"Master of the house isn't worth my spit. Comforter, philosopher, and life-long shit. Cunning little brain; regular Voltaire. Thinks he's quite a lover, but there's not much there." — Madame Thénardier, Les Misérables
Madame Thénardier is one of the all-time great musical theater characters. She's vile, but in a show as relentlessly bleak as Les Misérables, she provides much-needed comic relief. "It's dark," says Allison Guinn, who's been touring in the pivotal role for more than a year and describes the opportunity as a lifelong wish fulfilled.

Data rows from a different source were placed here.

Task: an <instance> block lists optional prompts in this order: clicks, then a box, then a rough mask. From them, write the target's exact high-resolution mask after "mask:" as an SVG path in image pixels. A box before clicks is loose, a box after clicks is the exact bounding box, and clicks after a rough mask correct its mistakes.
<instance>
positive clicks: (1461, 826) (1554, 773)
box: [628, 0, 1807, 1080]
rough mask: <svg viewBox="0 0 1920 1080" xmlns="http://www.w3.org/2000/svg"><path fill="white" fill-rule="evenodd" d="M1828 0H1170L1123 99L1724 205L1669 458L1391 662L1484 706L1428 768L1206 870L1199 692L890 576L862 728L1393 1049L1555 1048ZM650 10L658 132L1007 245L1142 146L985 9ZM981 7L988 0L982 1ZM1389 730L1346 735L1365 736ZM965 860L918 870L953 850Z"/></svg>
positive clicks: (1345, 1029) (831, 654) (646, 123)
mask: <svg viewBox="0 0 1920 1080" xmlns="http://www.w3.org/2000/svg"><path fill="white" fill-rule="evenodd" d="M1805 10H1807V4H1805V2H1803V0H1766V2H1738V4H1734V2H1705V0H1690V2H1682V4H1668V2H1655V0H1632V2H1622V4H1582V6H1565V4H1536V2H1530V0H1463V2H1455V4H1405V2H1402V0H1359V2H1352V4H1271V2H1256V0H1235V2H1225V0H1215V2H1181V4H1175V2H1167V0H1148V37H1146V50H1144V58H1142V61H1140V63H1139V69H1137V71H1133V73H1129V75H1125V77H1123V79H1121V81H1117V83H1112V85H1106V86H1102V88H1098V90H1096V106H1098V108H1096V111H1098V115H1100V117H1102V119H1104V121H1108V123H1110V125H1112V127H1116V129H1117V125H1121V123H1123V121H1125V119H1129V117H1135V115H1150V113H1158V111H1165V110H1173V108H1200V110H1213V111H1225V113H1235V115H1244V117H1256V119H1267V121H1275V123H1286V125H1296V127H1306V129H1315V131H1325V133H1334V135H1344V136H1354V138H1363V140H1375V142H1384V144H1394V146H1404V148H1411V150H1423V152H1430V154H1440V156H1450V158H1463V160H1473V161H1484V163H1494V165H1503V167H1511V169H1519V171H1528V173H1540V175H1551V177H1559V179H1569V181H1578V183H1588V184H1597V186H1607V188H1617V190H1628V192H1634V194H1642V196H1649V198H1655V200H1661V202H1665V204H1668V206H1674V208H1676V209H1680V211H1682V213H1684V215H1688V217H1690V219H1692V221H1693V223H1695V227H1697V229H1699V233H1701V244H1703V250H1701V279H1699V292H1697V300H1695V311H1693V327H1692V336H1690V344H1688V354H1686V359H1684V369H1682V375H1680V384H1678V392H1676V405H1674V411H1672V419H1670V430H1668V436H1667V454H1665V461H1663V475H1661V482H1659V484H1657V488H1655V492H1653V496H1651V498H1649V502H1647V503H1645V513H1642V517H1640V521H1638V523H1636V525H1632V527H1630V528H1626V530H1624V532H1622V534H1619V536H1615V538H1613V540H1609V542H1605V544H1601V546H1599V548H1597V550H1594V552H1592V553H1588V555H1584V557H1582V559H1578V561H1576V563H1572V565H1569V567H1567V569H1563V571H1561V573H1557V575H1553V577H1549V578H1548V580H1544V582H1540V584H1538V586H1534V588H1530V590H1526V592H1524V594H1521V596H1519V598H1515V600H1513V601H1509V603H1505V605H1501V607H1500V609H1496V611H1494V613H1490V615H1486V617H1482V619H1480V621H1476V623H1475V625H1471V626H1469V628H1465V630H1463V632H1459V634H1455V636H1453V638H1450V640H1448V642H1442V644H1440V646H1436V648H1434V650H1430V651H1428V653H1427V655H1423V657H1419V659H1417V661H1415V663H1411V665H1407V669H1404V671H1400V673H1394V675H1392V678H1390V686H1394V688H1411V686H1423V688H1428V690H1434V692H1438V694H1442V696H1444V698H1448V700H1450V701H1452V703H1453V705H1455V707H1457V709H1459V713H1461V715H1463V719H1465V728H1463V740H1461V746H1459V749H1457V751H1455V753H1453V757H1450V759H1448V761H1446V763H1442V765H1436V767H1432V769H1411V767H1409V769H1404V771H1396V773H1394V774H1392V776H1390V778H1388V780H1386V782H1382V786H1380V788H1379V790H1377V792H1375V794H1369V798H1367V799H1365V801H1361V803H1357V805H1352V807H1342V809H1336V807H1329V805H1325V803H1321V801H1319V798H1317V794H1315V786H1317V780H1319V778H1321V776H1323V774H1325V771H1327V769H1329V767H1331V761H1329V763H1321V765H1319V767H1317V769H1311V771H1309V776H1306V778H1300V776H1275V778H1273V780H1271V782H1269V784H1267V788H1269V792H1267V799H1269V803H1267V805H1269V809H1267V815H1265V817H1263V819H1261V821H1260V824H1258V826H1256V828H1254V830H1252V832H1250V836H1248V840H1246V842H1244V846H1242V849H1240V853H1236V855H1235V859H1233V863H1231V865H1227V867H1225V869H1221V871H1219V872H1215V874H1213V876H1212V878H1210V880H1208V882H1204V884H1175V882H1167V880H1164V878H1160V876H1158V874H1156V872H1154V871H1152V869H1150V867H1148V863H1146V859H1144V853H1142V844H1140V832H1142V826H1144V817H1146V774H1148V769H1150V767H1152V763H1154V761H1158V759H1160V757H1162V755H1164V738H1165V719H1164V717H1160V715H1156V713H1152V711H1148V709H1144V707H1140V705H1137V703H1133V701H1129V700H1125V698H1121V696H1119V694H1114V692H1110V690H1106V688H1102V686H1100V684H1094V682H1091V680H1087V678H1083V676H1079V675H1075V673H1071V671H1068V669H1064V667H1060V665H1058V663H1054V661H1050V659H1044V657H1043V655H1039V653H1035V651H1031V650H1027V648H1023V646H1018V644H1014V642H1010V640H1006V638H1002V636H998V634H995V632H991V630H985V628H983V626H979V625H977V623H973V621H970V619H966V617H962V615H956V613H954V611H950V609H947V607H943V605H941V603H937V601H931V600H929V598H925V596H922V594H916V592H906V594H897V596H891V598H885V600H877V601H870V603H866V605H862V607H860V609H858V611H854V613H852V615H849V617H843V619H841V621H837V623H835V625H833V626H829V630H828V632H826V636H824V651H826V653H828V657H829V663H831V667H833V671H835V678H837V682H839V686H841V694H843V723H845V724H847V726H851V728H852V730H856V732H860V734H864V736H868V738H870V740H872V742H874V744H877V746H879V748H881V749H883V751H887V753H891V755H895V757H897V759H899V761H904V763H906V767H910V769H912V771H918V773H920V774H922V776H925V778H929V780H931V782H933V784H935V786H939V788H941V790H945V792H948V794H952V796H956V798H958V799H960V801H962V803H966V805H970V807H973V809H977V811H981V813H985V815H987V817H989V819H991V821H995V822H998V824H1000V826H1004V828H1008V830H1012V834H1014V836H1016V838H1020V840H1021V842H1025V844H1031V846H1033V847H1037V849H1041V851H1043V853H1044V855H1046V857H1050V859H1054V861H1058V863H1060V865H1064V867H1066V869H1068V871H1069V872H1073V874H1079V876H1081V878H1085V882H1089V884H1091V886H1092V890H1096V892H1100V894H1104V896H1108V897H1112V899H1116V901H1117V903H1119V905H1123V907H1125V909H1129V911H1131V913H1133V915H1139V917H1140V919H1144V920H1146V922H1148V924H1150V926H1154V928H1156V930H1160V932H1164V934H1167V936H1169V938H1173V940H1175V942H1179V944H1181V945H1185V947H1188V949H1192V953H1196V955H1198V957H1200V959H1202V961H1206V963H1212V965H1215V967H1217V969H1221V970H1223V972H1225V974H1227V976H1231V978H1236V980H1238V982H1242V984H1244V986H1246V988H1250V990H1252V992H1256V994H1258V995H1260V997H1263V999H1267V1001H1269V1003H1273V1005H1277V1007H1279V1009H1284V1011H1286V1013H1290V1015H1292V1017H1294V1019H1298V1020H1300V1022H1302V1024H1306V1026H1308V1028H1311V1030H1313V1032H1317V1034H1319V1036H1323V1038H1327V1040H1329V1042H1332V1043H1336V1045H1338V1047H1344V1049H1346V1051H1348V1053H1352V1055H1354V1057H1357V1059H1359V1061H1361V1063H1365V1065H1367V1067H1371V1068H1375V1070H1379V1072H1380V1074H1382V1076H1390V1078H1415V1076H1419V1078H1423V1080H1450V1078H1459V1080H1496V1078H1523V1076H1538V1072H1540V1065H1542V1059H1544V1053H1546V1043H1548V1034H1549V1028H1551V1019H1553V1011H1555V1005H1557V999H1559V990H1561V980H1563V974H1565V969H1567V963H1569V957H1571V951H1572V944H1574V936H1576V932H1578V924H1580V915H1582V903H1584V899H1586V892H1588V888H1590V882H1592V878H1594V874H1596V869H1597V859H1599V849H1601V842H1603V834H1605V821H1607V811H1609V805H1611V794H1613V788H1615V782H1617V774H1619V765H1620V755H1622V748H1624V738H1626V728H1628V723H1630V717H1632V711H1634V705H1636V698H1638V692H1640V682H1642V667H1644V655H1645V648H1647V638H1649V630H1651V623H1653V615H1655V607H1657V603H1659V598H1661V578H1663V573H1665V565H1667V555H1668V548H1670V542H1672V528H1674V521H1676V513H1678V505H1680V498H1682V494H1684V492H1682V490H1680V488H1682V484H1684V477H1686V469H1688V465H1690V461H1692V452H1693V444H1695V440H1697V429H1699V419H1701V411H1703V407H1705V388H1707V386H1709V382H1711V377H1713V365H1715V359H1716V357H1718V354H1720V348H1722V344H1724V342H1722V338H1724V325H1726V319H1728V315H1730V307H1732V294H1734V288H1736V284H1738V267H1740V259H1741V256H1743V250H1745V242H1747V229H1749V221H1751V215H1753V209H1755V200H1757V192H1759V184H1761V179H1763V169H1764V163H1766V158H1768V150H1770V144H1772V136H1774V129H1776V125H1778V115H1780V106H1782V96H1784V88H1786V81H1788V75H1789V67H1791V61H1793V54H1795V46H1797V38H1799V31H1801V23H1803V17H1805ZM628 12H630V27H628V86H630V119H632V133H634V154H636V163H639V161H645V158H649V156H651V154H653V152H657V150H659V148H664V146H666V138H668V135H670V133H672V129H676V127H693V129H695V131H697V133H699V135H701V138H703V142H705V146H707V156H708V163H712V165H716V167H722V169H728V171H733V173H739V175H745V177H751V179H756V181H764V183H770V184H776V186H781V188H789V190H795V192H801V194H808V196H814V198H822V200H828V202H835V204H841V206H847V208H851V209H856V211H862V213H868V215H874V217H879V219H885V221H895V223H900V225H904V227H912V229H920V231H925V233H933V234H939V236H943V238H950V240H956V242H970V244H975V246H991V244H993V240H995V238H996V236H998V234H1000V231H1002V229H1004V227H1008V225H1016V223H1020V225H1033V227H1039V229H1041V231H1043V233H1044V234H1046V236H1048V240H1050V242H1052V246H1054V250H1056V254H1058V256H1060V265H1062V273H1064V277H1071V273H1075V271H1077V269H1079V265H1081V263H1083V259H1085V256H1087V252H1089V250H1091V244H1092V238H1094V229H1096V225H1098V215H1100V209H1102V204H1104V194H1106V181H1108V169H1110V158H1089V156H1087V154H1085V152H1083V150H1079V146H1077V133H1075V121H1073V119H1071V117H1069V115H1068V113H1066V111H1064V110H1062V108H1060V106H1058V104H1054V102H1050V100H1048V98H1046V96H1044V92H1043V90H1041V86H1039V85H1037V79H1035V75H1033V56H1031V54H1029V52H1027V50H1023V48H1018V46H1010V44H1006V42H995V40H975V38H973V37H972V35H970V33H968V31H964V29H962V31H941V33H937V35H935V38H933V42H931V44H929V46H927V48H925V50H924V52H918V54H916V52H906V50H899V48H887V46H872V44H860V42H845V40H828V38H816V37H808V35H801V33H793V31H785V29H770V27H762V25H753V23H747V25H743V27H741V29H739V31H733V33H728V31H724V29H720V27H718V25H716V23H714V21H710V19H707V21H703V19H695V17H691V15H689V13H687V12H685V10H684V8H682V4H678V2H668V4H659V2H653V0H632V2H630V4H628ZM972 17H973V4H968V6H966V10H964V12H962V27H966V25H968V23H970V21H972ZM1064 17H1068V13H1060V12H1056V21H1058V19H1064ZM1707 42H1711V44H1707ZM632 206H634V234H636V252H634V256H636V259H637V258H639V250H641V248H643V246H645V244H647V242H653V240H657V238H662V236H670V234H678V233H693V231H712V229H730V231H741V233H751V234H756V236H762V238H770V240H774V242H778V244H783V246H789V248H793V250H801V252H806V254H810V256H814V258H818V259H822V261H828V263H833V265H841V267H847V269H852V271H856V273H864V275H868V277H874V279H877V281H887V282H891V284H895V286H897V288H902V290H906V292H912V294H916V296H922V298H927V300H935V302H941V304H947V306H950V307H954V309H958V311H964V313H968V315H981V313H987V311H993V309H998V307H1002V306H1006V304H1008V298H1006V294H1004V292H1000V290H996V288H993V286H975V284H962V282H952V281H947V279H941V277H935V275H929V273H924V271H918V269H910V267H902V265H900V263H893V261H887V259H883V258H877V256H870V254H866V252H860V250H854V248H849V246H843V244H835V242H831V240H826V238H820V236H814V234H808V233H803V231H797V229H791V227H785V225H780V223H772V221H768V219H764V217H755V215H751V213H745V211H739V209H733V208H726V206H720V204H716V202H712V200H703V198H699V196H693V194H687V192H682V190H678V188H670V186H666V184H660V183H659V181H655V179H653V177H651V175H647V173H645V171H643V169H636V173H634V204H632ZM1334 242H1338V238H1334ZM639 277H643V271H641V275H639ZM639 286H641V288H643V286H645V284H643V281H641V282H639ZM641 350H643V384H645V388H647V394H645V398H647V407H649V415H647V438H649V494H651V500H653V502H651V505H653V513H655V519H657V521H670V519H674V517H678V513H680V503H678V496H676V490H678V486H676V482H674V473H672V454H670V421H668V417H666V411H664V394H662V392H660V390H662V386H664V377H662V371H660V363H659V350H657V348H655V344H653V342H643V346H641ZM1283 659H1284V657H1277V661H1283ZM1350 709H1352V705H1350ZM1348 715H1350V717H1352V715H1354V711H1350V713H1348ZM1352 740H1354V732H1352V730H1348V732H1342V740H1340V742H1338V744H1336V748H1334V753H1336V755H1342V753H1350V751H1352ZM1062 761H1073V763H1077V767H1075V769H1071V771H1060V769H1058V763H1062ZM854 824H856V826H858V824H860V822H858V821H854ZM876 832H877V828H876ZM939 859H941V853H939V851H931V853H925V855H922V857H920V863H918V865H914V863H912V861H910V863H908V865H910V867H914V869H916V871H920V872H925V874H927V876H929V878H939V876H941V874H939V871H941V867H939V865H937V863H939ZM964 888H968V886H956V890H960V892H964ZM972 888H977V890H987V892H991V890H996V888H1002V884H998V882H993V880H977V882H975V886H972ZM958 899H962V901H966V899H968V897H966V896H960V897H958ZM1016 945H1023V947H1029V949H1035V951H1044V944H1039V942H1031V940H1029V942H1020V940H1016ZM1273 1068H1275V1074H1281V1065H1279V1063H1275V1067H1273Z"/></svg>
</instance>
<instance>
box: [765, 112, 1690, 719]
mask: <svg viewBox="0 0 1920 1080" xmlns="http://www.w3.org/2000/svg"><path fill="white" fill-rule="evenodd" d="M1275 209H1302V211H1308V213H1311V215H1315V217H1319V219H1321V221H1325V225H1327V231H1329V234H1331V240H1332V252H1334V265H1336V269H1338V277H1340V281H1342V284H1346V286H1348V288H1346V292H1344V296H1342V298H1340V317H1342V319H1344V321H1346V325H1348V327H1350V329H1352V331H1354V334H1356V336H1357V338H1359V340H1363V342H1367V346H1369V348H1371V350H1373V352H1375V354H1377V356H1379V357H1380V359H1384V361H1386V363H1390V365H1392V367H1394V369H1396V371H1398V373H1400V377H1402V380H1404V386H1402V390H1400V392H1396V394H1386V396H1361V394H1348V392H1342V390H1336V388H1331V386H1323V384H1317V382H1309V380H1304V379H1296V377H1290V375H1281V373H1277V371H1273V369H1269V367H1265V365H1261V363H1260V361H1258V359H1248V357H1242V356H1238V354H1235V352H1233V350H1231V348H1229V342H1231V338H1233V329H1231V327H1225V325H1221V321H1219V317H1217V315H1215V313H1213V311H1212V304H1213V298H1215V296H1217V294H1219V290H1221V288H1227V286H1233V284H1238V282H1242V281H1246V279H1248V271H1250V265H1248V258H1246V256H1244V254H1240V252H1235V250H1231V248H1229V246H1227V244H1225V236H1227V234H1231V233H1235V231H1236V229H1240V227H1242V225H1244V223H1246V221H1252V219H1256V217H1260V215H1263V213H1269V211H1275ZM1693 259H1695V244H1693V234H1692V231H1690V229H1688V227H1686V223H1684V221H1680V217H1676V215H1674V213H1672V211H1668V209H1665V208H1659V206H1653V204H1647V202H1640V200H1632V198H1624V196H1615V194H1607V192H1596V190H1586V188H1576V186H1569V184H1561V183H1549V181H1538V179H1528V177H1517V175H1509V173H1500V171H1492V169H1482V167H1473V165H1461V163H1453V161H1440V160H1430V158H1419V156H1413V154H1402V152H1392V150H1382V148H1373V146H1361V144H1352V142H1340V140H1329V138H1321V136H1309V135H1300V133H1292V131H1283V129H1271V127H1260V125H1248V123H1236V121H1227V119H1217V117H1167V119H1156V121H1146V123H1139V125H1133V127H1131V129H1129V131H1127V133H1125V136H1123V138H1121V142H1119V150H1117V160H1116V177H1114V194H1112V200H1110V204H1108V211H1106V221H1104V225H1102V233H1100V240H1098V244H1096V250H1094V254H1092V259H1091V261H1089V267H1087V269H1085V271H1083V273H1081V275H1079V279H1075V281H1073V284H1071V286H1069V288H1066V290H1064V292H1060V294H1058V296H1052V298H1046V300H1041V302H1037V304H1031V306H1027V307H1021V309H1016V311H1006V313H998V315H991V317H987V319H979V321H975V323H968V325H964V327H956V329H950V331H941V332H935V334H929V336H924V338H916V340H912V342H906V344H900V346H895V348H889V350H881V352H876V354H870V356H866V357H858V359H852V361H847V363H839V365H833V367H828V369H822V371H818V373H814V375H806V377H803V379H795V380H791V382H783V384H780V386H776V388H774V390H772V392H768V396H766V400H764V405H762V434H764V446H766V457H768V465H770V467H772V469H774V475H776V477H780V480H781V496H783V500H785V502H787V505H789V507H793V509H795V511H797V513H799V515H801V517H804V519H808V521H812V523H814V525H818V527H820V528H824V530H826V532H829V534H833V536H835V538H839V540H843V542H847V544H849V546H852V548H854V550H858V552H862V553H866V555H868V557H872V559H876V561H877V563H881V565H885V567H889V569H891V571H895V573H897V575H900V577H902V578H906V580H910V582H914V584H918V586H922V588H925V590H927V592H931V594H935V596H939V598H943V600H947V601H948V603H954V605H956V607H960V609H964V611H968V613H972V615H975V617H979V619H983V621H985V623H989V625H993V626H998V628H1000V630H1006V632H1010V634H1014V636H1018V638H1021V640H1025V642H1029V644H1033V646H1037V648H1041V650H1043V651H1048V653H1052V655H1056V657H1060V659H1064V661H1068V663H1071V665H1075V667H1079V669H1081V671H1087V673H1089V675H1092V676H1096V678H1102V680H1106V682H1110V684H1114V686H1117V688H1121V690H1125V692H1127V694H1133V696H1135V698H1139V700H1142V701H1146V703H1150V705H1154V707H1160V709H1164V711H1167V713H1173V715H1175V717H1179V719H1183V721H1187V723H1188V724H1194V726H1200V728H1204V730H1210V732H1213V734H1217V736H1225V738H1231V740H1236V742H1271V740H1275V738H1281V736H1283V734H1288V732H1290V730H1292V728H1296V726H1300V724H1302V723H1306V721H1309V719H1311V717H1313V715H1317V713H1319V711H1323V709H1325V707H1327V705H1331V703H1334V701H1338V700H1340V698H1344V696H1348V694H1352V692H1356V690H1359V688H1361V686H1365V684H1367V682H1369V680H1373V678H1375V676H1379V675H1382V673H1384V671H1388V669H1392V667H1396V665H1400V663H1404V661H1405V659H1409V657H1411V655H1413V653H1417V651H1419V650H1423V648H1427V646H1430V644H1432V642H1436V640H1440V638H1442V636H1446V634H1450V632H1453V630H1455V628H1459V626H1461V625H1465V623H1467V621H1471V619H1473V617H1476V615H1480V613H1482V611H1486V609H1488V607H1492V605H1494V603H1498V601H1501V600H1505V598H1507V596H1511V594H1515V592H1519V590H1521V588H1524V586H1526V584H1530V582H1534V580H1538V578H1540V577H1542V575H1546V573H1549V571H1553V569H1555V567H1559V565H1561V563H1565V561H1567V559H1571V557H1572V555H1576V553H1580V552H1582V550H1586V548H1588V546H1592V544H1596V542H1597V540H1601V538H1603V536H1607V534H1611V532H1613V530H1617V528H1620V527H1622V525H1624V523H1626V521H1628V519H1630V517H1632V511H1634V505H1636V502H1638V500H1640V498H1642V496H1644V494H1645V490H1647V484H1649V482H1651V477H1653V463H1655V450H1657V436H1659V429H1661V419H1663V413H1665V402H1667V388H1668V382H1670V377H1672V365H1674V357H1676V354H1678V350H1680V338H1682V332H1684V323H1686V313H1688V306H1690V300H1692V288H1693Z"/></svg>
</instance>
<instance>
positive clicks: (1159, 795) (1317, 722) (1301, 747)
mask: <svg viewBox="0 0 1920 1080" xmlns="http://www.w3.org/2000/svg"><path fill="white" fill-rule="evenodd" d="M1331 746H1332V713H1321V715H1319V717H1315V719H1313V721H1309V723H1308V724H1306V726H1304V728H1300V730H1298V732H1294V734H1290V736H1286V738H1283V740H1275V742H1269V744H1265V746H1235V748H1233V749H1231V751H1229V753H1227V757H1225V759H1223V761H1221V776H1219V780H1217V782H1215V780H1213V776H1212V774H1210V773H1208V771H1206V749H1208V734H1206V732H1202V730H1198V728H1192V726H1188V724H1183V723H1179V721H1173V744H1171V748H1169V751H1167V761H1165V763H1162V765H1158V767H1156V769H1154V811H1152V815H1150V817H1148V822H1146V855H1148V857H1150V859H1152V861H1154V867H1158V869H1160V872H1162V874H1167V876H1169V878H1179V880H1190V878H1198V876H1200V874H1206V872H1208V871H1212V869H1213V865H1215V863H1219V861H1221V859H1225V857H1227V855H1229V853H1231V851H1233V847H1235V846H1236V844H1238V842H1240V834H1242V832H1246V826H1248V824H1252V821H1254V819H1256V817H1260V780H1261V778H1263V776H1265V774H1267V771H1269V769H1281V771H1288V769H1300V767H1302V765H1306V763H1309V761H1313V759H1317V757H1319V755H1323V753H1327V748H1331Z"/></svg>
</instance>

- Allison Guinn as Madame Thénardier
"I've wanted to play this role since I was a child," says Guinn, who grew up in East Tennessee and describes her first encounter with this epic musical of revolution and social injustice as a life-altering event. "We lived near Johnson City. There wasn't a lot of opportunity to see live theater, so my mother took me to see Les Miz in Knoxville when I was a pre-teen," she says. "She thought I'd connect with little Cosette, the 'Castle on a Cloud' girl, because I was about the same age. But I was instantly attracted to Madame Thénardier. I wanted to be the one who makes people laugh."
Guinn grew up in a literate and musical family. Her mother was a public school teacher who read Hugo's novel aloud. Her grandmother was Daisy Dean Sherrill who played mandolin and sang in The Ladies Homeland Gospel Quartet. "Carter family songs were some of her favorites, and she taught them to me," says Guinn, who learned to accompany herself on autoharp.
Victor Hugo never developed a knack for making music. He got super excited when he learned to peck out Beethoven with one finger. But the poet had other skills, and his moody, nearly expressionist drawings served as the principle inspiration for Les Misérables' 25th anniversary remount.
"It's gorgeous," Guinn says. "And what really moved me is that the designer didn't just take the time to pay homage to the art, he animated it."